At breakfast Lily surprised him by asking, “So, what’s on the schedule today?”

Boyd Shreave had no schedule, as his wife well knew; no hobbies, interests or intellectual appetites. To ingratiate himself with certain bosses and large-account customers, he had over the years taken up (and soon abandoned) tennis, rollerblading, skeet shooting, dry-fly tying, backgammon, contract bridge and even bonsai cultivation. In truth, nothing filled his spare hours more pleasingly than daytime television, which never failed to make him feel superior. In particular he was enthralled by the many talk shows that featured dysfunctional cretins debating the paternity of unplanned offspring. To Shreave, their raucous misery was more than idle entertainment; it reaffirmed his own higher place in the natural order. Comfortably stationed with a snack tray in front of the plasma screen, he drew hope from the cavalcade of cursing, frothing idiots-these were the prey, and one day Boyd Shreave would find his niche among the predators. He was sure of it.
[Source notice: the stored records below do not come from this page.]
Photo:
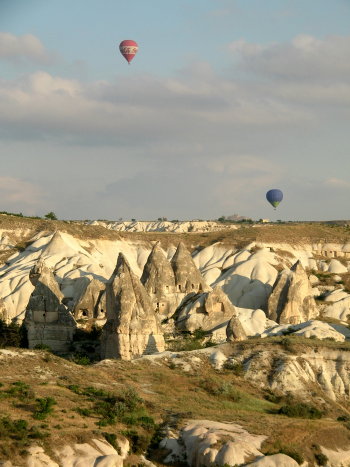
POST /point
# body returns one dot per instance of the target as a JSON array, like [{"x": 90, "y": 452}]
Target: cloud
[
  {"x": 337, "y": 183},
  {"x": 17, "y": 194},
  {"x": 305, "y": 58},
  {"x": 23, "y": 48}
]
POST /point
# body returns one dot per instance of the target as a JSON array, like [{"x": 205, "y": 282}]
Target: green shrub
[
  {"x": 19, "y": 431},
  {"x": 19, "y": 390},
  {"x": 300, "y": 410},
  {"x": 139, "y": 442},
  {"x": 45, "y": 407},
  {"x": 321, "y": 458}
]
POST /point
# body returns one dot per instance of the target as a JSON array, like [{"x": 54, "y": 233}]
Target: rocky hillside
[
  {"x": 204, "y": 407},
  {"x": 279, "y": 294}
]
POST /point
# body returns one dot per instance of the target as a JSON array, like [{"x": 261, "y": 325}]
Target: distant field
[{"x": 293, "y": 233}]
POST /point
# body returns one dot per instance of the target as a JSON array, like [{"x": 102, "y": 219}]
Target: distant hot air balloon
[
  {"x": 128, "y": 49},
  {"x": 274, "y": 197}
]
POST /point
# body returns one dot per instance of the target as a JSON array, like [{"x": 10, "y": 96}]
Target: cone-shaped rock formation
[
  {"x": 291, "y": 300},
  {"x": 90, "y": 303},
  {"x": 187, "y": 277},
  {"x": 132, "y": 328},
  {"x": 159, "y": 281},
  {"x": 209, "y": 311},
  {"x": 47, "y": 320}
]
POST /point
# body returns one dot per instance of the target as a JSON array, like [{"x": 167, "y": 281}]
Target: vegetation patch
[{"x": 300, "y": 410}]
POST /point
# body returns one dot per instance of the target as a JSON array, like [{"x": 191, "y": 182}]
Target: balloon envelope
[
  {"x": 274, "y": 197},
  {"x": 128, "y": 49}
]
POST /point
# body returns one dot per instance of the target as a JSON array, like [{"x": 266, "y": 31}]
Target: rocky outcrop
[
  {"x": 318, "y": 369},
  {"x": 132, "y": 328},
  {"x": 209, "y": 311},
  {"x": 90, "y": 303},
  {"x": 3, "y": 311},
  {"x": 291, "y": 300},
  {"x": 159, "y": 281},
  {"x": 47, "y": 320},
  {"x": 207, "y": 443},
  {"x": 234, "y": 330},
  {"x": 188, "y": 279}
]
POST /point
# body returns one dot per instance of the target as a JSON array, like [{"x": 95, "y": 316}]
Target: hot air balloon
[
  {"x": 274, "y": 197},
  {"x": 128, "y": 49}
]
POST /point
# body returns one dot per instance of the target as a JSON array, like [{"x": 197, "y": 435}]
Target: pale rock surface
[
  {"x": 132, "y": 328},
  {"x": 234, "y": 330},
  {"x": 159, "y": 281},
  {"x": 90, "y": 302},
  {"x": 70, "y": 259},
  {"x": 47, "y": 320},
  {"x": 165, "y": 226},
  {"x": 336, "y": 267},
  {"x": 188, "y": 279},
  {"x": 339, "y": 458},
  {"x": 310, "y": 329},
  {"x": 326, "y": 369},
  {"x": 207, "y": 443},
  {"x": 3, "y": 311},
  {"x": 207, "y": 312},
  {"x": 339, "y": 309},
  {"x": 96, "y": 454},
  {"x": 335, "y": 295},
  {"x": 217, "y": 359},
  {"x": 248, "y": 284},
  {"x": 276, "y": 460},
  {"x": 254, "y": 322},
  {"x": 292, "y": 301}
]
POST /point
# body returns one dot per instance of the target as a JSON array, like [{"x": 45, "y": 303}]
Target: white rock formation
[
  {"x": 207, "y": 443},
  {"x": 209, "y": 311},
  {"x": 292, "y": 300},
  {"x": 158, "y": 279},
  {"x": 132, "y": 328},
  {"x": 322, "y": 368},
  {"x": 248, "y": 284},
  {"x": 310, "y": 329},
  {"x": 47, "y": 320}
]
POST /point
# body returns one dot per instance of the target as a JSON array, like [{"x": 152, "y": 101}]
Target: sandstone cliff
[
  {"x": 291, "y": 300},
  {"x": 47, "y": 320},
  {"x": 132, "y": 328}
]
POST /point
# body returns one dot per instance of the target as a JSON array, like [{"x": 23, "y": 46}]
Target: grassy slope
[
  {"x": 290, "y": 233},
  {"x": 168, "y": 393}
]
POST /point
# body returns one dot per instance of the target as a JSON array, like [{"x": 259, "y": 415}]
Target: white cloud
[
  {"x": 18, "y": 194},
  {"x": 26, "y": 47},
  {"x": 338, "y": 183},
  {"x": 304, "y": 58}
]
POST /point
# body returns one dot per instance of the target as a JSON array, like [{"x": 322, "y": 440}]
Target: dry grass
[
  {"x": 167, "y": 391},
  {"x": 293, "y": 233}
]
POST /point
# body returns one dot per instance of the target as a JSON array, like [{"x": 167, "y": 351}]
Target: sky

“I haven’t got much planned,” he told his wife. “Just hang out and watch TV, I guess.”

“You want to meet for lunch?”

Shreave was rattled by the offer. “Um, I’m supposed to get the oil changed in the car. I just remembered.”

“What time?”

“Noon sharp,” he said.

Lily smiled a smile that Boyd Shreave hadn’t seen in a long time. She said, “Excellent. That leaves us the whole morning.”

“For what?” Shreave croaked.

“Guess.” Lily reached under the table and squeezed him. “You know how long it’s been?”

Shreave plucked her hand from his crotch and edged out of reach.

Gravely his wife said, “One hundred and fifty-six days.”

“Really?” Shreave was confused. In all that time Lily hadn’t once complained about his lack of attention, so he’d assumed that the disinterest was mutual.

“That’s more than five months,” she added.

“Wow,” Shreave said.

“Too long, Boyd. Way too long.”

“Yeah.” Already the back of his neck was moist and clammy.

“What’s the matter, honey?” Lily leaned forward, letting her robe fall open. Shreave couldn’t help but observe that her breasts seemed larger than Eugenie Fonda’s. He wondered if he’d somehow forgotten what they looked like, or if his wife had secretly been to a plastic surgeon.